The performances are highly stylised. Garriga, clad in a white leotard and tutu, resembles the origami swans she’s folding; her movement and gestures are like a ballet in slow-mo. Indeed, there are overt references to Swan Lake – to Odette, Odile and Siegfried – as well as to famous ballerinas from the past. Chrisostomou is more clown-like, his exaggerated physicality at first wonderfully comic and then desperately sad. Director Simon Gleave’s choreography is so precise and disciplined that every moment is intense, heightened to the nth degree. There is no let-up here. The hour flashes by and, as the actors take their bows, I realise that I’ve been holding my breath. I don’t know for how long.

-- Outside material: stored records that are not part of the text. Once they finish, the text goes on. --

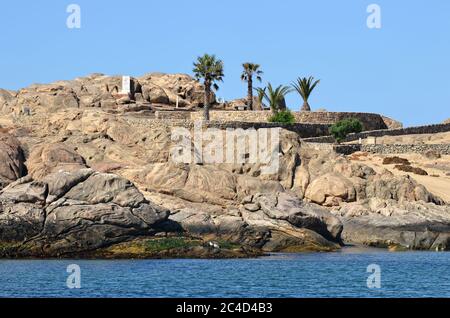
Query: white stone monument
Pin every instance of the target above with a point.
(126, 85)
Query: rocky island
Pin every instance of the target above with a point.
(86, 170)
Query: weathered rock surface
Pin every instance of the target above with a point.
(313, 202)
(73, 212)
(11, 160)
(101, 91)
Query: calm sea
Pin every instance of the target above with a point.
(340, 274)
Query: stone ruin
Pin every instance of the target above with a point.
(154, 91)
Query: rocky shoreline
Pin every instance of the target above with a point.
(86, 182)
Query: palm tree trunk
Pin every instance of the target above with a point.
(250, 94)
(207, 99)
(305, 107)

What is Paper Swans about? I’m not entirely sure. Garriga’s website tells us that it draws on her personal experience as a woman from a post-Soviet country (Lithuania), “exploring the trauma of oppression, the price of freedom and self-discovery through visual symbolism.” So there’s that. I think it also says something about futility, about how we take up pointless causes and projects and try to make them meaningful, attaching such importance to them that we’re prepared to die rather than give them up. There’s something here about the performative nature of authoritarianism too, about how shedding the apparatus of the oppressor can make people more sympathetic, more human. Who knows? I suspect that, in fact, it’s a hall of mirrors, and all we can see are distorted images of our own mindsets.

Whatever it is, it’s gloriously done. I love it.